The Bottom Line (cont.)

     The Canadian dollar has risen three cents since the last Market Trends report and this has been a negative for Ontario and Quebec cash prices.  This has taken place despite a rising U.S. dollar which usually causes the opposite effect. The US dollar has fallen off in the last couple days and will need to be continually watched to give clues for where the Canadian dollar will go.  Recently the American inflation rate was announced at 5.1% compared to the Canadian inflation rate of 4.1% in August. Both numbers are much higher than expected and you can only wonder when central banks will respond by raising interest rates, which ultimately will boost our respective currencies value.  So far, central banks have resisted that temptation, but it needs to be watched closely.

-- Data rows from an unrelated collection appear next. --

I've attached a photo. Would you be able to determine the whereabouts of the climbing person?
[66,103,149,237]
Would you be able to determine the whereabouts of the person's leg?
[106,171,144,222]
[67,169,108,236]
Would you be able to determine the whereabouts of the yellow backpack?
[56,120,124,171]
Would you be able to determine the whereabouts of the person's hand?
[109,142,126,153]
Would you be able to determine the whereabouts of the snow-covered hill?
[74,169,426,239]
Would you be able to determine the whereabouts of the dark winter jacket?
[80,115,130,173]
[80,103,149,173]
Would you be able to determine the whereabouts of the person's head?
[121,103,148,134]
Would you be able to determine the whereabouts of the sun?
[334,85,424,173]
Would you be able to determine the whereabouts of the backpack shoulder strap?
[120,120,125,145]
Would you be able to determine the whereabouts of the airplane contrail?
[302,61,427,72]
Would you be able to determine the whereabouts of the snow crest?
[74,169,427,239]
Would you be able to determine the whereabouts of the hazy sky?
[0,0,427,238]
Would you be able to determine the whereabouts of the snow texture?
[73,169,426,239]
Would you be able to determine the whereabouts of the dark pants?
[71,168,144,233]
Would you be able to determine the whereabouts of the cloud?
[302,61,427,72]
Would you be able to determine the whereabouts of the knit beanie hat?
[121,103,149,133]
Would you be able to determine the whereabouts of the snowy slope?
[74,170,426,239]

     There is a potpourri of other factors that are helping the grain market now. Soybean prices have retreated over the last few weeks, and this may get the Chinese to open their crush plants sooner than expected.  At the same time the difference between Chinese corn prices in American corn prices Is about the same as it was last May.  Chinese corn prices are now cheaper than wheat and this has raised their feed usage. This bodes well for both corn and soybeans demand.  At the same time Minneapolis wheat is the highest it’s been in nine years. 

     As the calendar turns over to November it will certainly be important to keep abreast of harvest progress. In Ontario and Quebec, the harvest has been difficult because of wet weather and wet ground conditions.  As of October 15th, much of the greater North American corn belt finds itself in the same condition. as stated earlier, this weather factor may influence prices. However, as we get into November, we should have a better picture of where these grain prices may be headed.  by that time, we should know if the demand forecasted out of China comes to fruition. 

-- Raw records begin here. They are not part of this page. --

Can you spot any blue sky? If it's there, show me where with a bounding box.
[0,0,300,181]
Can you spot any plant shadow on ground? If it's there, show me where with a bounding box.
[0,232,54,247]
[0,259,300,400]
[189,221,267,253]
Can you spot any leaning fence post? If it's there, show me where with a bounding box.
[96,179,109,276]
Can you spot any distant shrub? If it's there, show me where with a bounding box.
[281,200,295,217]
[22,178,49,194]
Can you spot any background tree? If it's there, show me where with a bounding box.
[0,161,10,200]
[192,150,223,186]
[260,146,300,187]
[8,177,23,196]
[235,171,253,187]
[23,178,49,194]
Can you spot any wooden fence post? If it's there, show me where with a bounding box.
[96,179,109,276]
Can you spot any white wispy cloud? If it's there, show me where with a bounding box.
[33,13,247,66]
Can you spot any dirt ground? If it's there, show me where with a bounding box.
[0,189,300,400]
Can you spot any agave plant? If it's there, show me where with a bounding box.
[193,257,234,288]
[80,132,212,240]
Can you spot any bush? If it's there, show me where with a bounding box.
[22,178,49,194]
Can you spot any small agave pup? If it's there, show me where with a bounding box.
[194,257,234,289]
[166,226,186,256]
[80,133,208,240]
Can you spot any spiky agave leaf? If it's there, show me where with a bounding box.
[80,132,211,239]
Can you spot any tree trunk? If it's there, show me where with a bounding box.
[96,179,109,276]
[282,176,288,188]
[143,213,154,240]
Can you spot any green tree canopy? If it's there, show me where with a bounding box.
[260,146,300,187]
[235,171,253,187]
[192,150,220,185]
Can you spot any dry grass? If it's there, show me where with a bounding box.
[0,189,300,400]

     Any grain market is fluid and 2021 is no different than any other.  It is always difficult to know exactly where price will go, case in point is what happened last year at this time when prices were headed straight up into June of 2021.  That is over with now and we have a whole new set of market factors weighing on the grain complex.  The challenge for Ontario grain farmers is to re-calibrate and refine those grain marketing plans.  Amid the challenges of the wet fields this fall we had and do have a marketplace which is providing profitable prices.  Daily market intelligence will remain key.  Risk management never grows old.